The question is whether petitioner’s simple willingness to present his claims to state courts satisfies the exhaustion requirement, as the dissent contends, or whether petitioner has impaired what was a fair opportunity for presentation of his claims through his own unlawful conduct. We hold the latter view, and we affirm the judgment of the district court.

AFFIRMED.

. This fact alone is sufficient to distinguish this case from the situation represented in Braden v. 30th Judicial Circuit Court, 410 U.S. 484, 93 S.Ct. 1123, 35 L.Ed.2d 443 (1973), where the state *146court did in fact review and reject petitioner's speedy trial claim on the ground that it did not have to return petitioner for trial and risk his escape for a second time. The dissent protests that in Braden "no action” was taken by the state courts on petitioner's complaint. However, the Braden court of appeals stated that "Kentucky denied [petitioner's] subsequent motion to quash the indictment or in the alternative to return him for trial. In October 1970, the Kentucky Court of Appeals denied appellee’s petition for mandamus to force the Jefferson County authorities to request his return for trial or to dismiss the indictment.” 454 F.2d 145, 146 (6th Cir.1972).
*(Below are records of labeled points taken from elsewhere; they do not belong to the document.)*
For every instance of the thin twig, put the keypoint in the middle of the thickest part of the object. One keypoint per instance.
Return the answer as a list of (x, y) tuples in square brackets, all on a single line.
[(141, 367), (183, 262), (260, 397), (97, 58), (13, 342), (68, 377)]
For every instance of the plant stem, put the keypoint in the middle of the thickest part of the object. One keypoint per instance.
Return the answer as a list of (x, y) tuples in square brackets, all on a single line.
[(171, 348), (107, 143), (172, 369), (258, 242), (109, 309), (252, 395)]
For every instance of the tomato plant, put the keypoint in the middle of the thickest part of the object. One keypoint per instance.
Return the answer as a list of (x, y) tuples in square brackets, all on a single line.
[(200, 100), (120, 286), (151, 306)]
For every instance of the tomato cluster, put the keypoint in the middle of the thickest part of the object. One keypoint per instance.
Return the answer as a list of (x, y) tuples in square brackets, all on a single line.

It is clear that the state courts considered and rejected petitioner's claim. In addition, the state conceded in Braden that petitioner had exhausted his state remedies. 410 U.S. at 492, 93 S.Ct. at 1128.

Moreover, we perceive nothing in Braden to suggest an inflexible rule that no matter how egregious petitioner’s conduct and no matter how difficult it was for the state court to secure his presence, the exhaustion requirement would invariably be satisfied by the mere filing of a habeas petition. Braden and cases subsequent emphasize that the exhaustion requirement is rooted in concerns for comity. See Rose v. Lundy, 455 U.S. 509, 518, 102 S.Ct. 1198, 1203, 71 L.Ed.2d 379 (1982); Duckworth v. Serrano, 454 U.S. 1, 2, 102 S.Ct. 18, 18, 70 L.Ed.2d 1 (1981); Preiser v. Rodriguez, 411 U.S. 475, 491-92, 93 S.Ct. 1827, 1837, 36 L.Ed.2d 439 (1973). We can think of no worse breach of comity than forcing a state to secure the presence of one who has escaped from state custody in order to rule on his dilatory claim or, in the alternative, for a federal court to proceed without the benefit of state court views and findings. Moreover, the comity concerns apply with much greater force here than they did in Braden. There, petitioner's habeas claim involved a challenge to a state detainer which sought to bring him to trial for the first time, whereas here Whittlesey seeks to attack collaterally a presumptively valid state judgment of conviction.